In dieser Schlucht aber hatte ich als ein unschuldiges Kind mit meinen Brüdern und Medini und den Kindern unseres Pächters gespielt.
Satagira bemerkte, daß meine Hand, die auf die Tafel zeichnete, zitterte, und fragte mich, ob ich Fieber hätte. Ich antwortete, daß es nur etwas Müdigkeit nach einer schlaflosen Nacht sei. Er ergriff aber meine Hand und fand besorgt, daß sie kalt und feucht sei, und als ich sie mit der Bemerkung, das habe gar nichts zu sagen, zurückziehen wollte, behielt er sie in der seinen, während er mich ermahnte, vorsichtig zu sein und mich zu schonen; und in seinem Blick und seiner Stimme bemerkte ich mit unsagbarem Unwillen, ja mit Entsetzen etwas von der bewundernden Zärtlichkeit aus jener Zeit, als er vergebens um mich warb. Ich beeilte mich zu sagen, daß ich mich wirklich nicht ganz wohl fühlte und mich gleich zur Ruhe begeben wollte.
Satagira folgte mir aber noch in die Galerie hinaus, und hier, wo wir allein waren, fing er an, sich zu entschuldigen: er habe allerdings über die Mutter seines Sohnes mich jetzt lange Zeit vernachlässigt; aber nach seiner Rückkehr sollte das anders werden; ich würde nicht länger nötig haben, die Nacht allein auf der Terrasse zuzubringen.

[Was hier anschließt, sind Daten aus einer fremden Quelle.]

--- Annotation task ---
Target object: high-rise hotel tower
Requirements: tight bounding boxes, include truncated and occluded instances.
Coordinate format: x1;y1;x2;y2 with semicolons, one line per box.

Wenn auch jene Zärtlichkeit, die dem Grabe einer verschollenen Jugendliebe entstiegen schien, bei der ich anerkennen mußte, daß sie sogar mit einer gewissen halsstarrigen Treue nur mir gegolten hatte, nicht umhin konnte, mein Herz etwas zu seinen Gunsten zu stimmen, so daß ich einen Augenblick in meinem Vorsatz wankte: so waren doch die letzten Worte, die mit einem süßlichen Lächeln und einer ekelhaften Vertraulichkeit vorgebracht wurden, nur zu geeignet, diese Wirkung wieder aufzuheben, indem sie mich an Rechte gemahnten, die er sich mir gegenüber durch seinen feigen Verrat erschlichen hatte.